"Yellow" de Juan Bohigues Fernández

30.10.2020

El otro día llegaba a mi casa cansado, con los gemelos y muslos hinchados, la planta de los pies agujereada y con unos zapatos baratos y me fijé en un grupo de vecinos del barrio que estaban volcando un contenedor de Carrefour.

Mujeres árabes con velo llevando bolsas de plástico. Un senegalés introduciéndose en el contenedor y removiendo los desperdicios. Carne podrida, huevos rotos, lecha agria.

El vecino surafricano se metió dentro del contenedor, se sumergió, desapareció en su interior mientras los taxistas fumaban sus pitillos.

Miro a ese chico africano que se podría llamar Pita, Muusa o Yalo llenándose la ropa de lechugas negras, manchas de harina, resto de tomate por sus hombros. Escogiendo aquél tipo de comida que todavía puede salvarse, sin pensar en su dignidad, sin analizar lo que está haciendo, sólo saciando su hambre. El contenedor tiene un lateral apoyado en el suelo, de la oscuridad de la calle Tribulete siguen llegando más huéspedes con bolsas de plástico, incluso algunos compiten por el puesto de meterse en el contenedor.
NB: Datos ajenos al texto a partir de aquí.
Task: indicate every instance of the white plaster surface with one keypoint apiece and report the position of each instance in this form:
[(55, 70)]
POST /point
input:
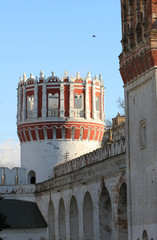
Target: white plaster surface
[(42, 156)]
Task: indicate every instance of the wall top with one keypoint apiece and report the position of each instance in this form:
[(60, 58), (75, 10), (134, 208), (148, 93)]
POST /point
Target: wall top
[(77, 79)]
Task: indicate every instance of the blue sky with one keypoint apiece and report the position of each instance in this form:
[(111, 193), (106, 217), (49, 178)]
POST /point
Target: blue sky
[(57, 35)]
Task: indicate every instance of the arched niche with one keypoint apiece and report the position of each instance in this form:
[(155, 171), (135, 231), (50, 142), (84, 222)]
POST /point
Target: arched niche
[(62, 220), (144, 235), (105, 215), (31, 178), (51, 221), (74, 224), (88, 217), (122, 213)]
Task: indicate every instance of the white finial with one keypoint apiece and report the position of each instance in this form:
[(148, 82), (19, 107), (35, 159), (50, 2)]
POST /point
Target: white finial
[(88, 75), (77, 75), (24, 76), (100, 77), (41, 74), (66, 73), (31, 75)]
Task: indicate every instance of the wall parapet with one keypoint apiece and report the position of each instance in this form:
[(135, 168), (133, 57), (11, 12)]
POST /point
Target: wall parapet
[(109, 150)]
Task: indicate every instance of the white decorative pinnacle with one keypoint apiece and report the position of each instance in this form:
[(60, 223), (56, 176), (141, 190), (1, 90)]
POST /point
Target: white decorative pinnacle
[(31, 76), (42, 74), (77, 75), (100, 77), (24, 76), (53, 74), (88, 75), (66, 73)]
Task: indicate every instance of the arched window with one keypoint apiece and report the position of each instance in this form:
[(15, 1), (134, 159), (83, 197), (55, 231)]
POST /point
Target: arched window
[(144, 236), (79, 105), (122, 213), (53, 105), (63, 133), (72, 133), (81, 133), (36, 133), (88, 136), (105, 215), (62, 220), (98, 107), (54, 132), (30, 106), (74, 223), (45, 132), (139, 20), (88, 216), (31, 177)]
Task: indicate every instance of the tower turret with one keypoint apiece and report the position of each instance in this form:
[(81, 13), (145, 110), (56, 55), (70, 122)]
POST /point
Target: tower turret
[(58, 120)]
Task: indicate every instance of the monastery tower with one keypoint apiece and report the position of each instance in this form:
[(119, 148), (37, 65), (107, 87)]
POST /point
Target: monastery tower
[(138, 67), (58, 120)]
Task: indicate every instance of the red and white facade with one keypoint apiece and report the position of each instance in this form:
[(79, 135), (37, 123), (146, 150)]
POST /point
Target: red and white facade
[(58, 120)]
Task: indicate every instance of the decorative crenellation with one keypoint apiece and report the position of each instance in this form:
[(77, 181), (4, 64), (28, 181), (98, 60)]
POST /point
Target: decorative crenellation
[(55, 79), (14, 176), (109, 150)]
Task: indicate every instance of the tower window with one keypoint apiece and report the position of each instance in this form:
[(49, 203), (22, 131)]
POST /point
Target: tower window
[(31, 177), (142, 133), (53, 104), (30, 106)]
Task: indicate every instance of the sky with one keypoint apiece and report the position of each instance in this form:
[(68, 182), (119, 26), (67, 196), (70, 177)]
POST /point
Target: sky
[(54, 36)]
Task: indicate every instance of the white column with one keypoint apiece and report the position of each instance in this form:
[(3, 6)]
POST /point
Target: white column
[(24, 104), (67, 222), (80, 216), (19, 103), (87, 111), (96, 219), (44, 104), (71, 109), (93, 102), (62, 100), (102, 104), (36, 101)]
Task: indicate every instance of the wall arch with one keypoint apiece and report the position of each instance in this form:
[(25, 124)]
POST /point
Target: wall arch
[(122, 213), (88, 217), (62, 220), (51, 221), (74, 223), (105, 215), (144, 235), (31, 178)]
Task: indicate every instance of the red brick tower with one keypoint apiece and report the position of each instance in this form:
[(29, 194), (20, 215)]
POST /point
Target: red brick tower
[(58, 120), (138, 68)]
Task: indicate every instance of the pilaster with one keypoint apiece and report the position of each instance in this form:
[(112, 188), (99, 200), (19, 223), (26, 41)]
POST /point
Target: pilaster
[(87, 111), (19, 103), (93, 101), (62, 100), (36, 101), (71, 110)]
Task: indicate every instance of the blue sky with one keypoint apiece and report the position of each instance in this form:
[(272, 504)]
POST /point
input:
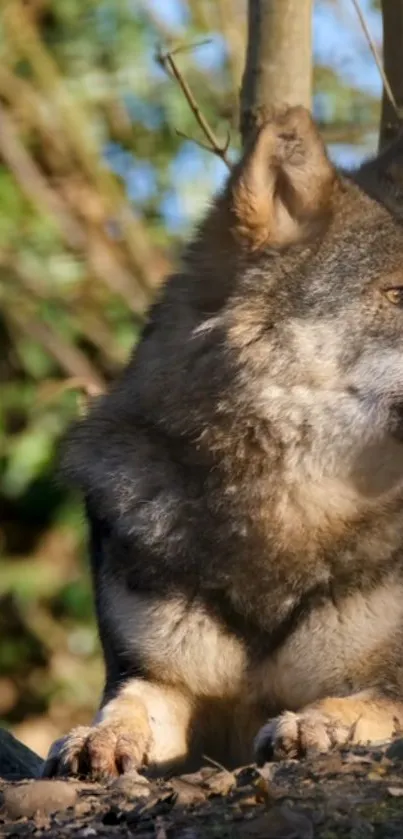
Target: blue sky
[(338, 41)]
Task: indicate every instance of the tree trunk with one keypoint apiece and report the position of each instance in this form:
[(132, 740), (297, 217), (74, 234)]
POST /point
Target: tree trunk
[(391, 119), (279, 59)]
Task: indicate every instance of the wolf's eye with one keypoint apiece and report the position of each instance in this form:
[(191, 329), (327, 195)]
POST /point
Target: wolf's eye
[(395, 295)]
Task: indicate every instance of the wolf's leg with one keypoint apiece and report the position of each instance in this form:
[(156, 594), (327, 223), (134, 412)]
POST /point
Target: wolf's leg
[(365, 717), (145, 724)]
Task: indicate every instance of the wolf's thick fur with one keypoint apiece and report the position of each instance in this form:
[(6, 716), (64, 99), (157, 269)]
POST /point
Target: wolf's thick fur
[(244, 479)]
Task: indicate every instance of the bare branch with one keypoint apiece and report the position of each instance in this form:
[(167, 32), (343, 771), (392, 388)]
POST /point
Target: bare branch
[(392, 109), (168, 62), (375, 53), (278, 67)]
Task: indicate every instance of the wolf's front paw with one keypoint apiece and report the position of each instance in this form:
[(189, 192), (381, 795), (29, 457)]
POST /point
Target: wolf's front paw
[(296, 735), (108, 749)]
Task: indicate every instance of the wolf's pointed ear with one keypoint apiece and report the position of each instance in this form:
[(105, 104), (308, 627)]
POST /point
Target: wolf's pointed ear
[(382, 177), (280, 192)]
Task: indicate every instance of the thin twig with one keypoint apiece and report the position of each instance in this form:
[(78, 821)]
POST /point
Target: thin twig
[(375, 53), (168, 62)]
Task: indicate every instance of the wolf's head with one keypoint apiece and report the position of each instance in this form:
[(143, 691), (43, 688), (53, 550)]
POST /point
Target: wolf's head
[(301, 266)]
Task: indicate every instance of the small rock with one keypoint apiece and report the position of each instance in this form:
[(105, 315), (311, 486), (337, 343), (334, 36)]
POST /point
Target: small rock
[(395, 750), (395, 792), (220, 783), (38, 797), (132, 785), (17, 762), (186, 792)]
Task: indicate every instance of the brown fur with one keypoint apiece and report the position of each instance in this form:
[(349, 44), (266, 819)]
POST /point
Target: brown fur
[(244, 479)]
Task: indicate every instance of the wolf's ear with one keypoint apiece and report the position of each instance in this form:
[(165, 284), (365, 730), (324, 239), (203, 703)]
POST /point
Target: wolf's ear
[(280, 192), (382, 177)]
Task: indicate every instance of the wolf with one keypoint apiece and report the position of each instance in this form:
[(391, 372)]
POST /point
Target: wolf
[(243, 479)]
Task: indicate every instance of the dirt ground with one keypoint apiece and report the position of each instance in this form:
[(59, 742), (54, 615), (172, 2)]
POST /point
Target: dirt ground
[(355, 794)]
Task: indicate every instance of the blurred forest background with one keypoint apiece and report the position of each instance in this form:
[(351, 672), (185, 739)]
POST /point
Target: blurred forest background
[(99, 186)]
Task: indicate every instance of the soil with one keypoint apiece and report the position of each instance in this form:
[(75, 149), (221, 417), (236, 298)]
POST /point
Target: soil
[(356, 794)]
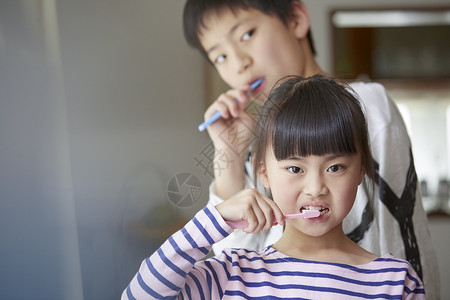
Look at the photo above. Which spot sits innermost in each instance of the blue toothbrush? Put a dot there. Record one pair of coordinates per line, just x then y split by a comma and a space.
217, 115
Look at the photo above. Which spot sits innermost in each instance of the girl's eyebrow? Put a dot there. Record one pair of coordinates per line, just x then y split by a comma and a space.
328, 157
230, 32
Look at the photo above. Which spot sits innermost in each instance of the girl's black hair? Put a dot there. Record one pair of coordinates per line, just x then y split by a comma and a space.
311, 116
196, 10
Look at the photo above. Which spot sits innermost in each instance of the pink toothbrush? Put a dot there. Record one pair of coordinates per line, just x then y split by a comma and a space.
306, 214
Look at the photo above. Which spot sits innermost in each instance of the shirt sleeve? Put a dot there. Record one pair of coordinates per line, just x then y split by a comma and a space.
400, 219
171, 269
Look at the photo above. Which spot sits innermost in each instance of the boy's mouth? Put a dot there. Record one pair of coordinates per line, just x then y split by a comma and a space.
322, 210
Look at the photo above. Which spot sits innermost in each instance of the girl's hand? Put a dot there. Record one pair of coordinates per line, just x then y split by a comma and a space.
259, 211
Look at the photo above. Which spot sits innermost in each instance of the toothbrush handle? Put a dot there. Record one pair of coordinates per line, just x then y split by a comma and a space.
217, 115
208, 122
242, 224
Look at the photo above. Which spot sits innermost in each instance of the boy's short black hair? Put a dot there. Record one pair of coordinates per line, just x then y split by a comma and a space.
195, 10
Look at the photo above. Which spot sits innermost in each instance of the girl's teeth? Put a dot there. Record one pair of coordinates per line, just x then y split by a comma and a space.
312, 208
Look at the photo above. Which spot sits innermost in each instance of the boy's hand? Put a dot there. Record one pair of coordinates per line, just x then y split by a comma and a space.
259, 211
232, 132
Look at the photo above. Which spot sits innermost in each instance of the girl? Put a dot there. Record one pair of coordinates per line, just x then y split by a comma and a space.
310, 152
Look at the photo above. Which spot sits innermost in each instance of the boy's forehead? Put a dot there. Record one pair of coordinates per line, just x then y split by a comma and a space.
219, 23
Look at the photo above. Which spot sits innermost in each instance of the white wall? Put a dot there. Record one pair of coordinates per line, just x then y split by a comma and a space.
320, 19
321, 27
100, 102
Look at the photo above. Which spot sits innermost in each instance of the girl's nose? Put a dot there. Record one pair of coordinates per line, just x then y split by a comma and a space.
242, 61
314, 186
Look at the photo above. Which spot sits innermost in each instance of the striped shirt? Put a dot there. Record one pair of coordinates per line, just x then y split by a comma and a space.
177, 271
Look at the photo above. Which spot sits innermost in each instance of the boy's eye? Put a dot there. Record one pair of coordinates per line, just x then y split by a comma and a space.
335, 168
247, 35
295, 170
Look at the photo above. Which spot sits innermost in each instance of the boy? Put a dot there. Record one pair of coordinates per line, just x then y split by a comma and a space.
251, 40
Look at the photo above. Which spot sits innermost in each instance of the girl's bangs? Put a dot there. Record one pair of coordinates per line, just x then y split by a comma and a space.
304, 130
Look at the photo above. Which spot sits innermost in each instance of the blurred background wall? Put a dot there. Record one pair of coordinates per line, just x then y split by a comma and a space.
99, 106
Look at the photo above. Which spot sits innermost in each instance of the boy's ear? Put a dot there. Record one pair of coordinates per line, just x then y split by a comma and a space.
363, 172
262, 175
300, 19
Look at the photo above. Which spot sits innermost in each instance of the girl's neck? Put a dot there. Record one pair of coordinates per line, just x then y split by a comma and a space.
334, 247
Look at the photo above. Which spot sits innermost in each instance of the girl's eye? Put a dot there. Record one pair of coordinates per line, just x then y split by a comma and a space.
295, 170
247, 35
220, 59
335, 168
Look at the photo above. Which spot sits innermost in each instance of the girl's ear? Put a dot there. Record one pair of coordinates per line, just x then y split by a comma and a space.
300, 21
262, 175
363, 172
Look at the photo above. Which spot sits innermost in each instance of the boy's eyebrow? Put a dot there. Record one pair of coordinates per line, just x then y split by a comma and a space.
232, 29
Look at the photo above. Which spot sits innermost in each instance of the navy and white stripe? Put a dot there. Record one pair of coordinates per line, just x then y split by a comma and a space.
177, 270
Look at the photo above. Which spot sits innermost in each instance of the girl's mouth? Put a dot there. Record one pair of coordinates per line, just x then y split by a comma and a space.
322, 210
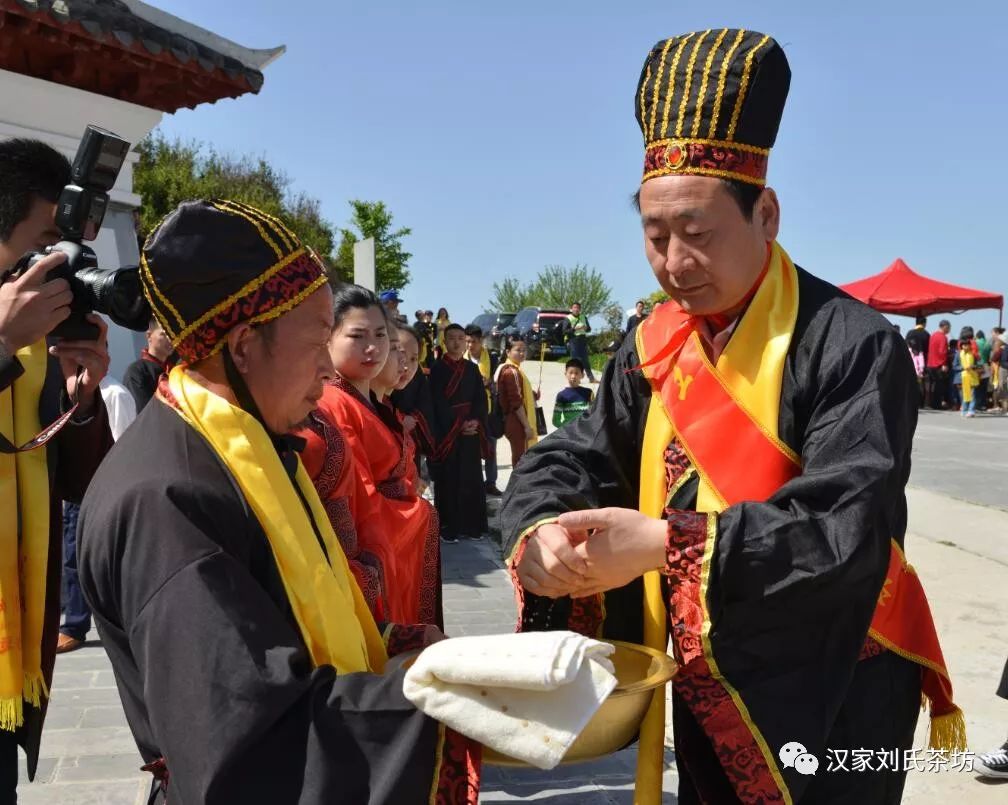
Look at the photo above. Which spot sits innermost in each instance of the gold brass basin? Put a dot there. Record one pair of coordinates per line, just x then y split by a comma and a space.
639, 671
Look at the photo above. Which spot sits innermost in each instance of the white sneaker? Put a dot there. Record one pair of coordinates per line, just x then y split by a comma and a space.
993, 764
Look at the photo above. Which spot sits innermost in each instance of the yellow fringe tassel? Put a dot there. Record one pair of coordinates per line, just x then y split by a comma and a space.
12, 708
949, 731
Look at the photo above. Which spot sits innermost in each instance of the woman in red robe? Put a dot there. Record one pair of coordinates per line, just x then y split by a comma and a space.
362, 468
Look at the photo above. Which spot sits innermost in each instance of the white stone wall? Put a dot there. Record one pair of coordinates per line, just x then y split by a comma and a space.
57, 115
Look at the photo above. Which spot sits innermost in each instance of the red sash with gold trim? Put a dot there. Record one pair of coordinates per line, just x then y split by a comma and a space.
742, 461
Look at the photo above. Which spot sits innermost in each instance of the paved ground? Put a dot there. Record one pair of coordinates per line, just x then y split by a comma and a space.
959, 548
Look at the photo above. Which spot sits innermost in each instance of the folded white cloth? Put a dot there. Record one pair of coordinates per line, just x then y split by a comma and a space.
525, 695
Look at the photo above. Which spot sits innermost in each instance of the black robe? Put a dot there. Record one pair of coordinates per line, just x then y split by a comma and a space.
141, 378
794, 580
211, 667
458, 394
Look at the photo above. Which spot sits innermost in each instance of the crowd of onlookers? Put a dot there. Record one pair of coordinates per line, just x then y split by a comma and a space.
968, 374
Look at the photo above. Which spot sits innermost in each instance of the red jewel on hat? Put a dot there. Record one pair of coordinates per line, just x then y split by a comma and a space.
675, 155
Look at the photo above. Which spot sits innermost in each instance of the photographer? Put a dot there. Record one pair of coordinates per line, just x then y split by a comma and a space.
38, 387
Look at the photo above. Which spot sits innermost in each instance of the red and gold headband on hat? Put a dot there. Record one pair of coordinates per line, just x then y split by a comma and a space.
214, 264
709, 104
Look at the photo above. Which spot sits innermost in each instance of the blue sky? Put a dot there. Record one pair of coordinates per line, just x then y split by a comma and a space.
506, 139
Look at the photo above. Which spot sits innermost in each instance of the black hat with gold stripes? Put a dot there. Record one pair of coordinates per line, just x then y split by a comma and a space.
213, 264
709, 104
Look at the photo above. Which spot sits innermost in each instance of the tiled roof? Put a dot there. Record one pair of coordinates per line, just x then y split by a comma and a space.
144, 55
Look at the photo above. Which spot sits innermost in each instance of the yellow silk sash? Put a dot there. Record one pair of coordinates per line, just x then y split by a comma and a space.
751, 368
527, 399
334, 619
24, 542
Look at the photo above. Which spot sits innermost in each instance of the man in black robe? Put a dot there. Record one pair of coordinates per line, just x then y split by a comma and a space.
212, 641
739, 485
460, 423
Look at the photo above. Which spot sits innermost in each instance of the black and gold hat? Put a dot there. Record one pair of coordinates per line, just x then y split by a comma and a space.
709, 104
213, 264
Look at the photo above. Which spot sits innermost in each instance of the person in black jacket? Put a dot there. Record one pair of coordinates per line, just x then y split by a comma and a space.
142, 375
31, 305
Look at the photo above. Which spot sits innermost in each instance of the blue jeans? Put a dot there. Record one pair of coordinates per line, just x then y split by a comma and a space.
579, 350
77, 614
490, 464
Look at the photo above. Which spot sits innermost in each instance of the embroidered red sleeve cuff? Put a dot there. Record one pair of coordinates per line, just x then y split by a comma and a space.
400, 638
687, 535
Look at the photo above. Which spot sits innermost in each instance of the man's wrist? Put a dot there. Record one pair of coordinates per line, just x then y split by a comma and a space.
657, 545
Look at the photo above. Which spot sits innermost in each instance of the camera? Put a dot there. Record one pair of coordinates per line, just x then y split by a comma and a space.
116, 292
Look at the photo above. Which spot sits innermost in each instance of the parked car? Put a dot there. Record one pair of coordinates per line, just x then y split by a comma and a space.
540, 326
493, 326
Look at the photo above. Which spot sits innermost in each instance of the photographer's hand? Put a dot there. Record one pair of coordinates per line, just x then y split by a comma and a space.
30, 306
92, 357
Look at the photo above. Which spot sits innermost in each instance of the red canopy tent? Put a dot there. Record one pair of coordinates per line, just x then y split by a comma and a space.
901, 290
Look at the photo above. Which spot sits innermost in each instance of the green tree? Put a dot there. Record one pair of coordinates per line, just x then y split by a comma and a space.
373, 220
554, 286
172, 171
614, 319
656, 298
510, 296
559, 286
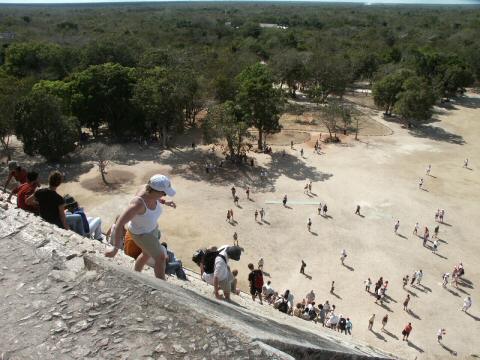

Hay un pequeño forcejeo por un paquete de pollo caducado.

De una esquina del contenedor cae un chorro de líquido amarillo procedente de yemas podridas. Ese afluente viscoso mancha de color amarillo la superficie de los adoquines, zigzaguea entre la calle y desploma sus aromas entre las rendijas de una alcantarilla.

Mientras me coges de la mano, pienso en el melanoma que le come la carne a mi madre, en la mitosis de sus células, cómo no pueden defenderse las células buenas del brutal ataque traidor de las cancerígenas. Soy testigo de la aparición de sus ulceraciones y del diagnóstico expresado en voz baja por la cirujana, diciéndome "El pronóstico no es bueno".

Mientras me coges de la mano salimos del metro Sevilla subiendo por unas escaleras, y descubrimos varios coches de antidisturbios con las portezuelas traseras abiertas.

Seguimos rumbo a nuestro hogar, mientras en la calle Príncipe un contenedor está ardiendo y los bomberos en huelga se niegan a apagarlo.

Una vez llegamos a Lavapiés, subimos por nuestra calle Olivar. Entre la cafetería Olivar 54 y el portal de la calle de enfrente, hay un agujero en la calle, un hueco sin adoquines. Nos paramos a contemplar un chorro de pintura amarilla que sale de su interior, burbujeante, no caliente, formando grumos. Una tubería perforada de un río de pintura amarilla.

Nos echamos a un lado para no ser salpicados. El caudal de pintura sigue aumentando, encharcando la calle en todas direcciones. Seguimos hacia nuestra casa sin preocuparnos.

Dos semanas antes pintaron nuestra casa, de un color amarillo térrico, amarillo Van Gogh y sobraron un par de botes de pintura.

Un domingo por la mañana mientras Eugenia está abriendo el quiosco, justo al lado de un parque infantil, y acompañado por esos dos botes me sitúo en el centro de la plaza. Lentamente retiro las tapas de los bordes y el interior del líquido lo dejo caer desde la parte superior de mi cabeza, hasta cubrir todo mi cuerpo. Mi rostro empieza a desaparecer, ya no tengo rasgos faciales, el color grisáceo de mis ojos se vuelve amarillo. Sigo volcando el interior de los botes hasta convertirme en una masa uniforme color amarillo. Mi ropa se funde con mi carne formando una única capa, el pelo se disuelve con mi piel, el anillo de casado desaparece, las extremidades inferiores empiezan a ceder.

Hago un último esfuerzo hasta que se quiebran las rodillas y vierto los restos del líquido amarillo sobre mi cuerpo que empieza a desintegrarse.

Mis ojos han desaparecido... y mi boca. Caigo de costado. Noto como mi carne se funde con la pintura, como mi piel absorbe los zapatos, como se van fundiendo mis piernas con mis brazos. No me queda tiempo, lo entiendo, lo último en quebrarse es la columna y la cabeza. Como un ninot de falla, mi cabeza chapotea en un charco amarillo. Me estoy disolviendo, y con ellos mis pensamientos, y mis ideas. Ahora que nos cambiábamos de piso, ahora que queríamos tener un hijo.

El líquido amarillento realiza un descenso hacia la calle Valencia.

El quiosco vende sus periódicos.

El líquido amarillento se va secando.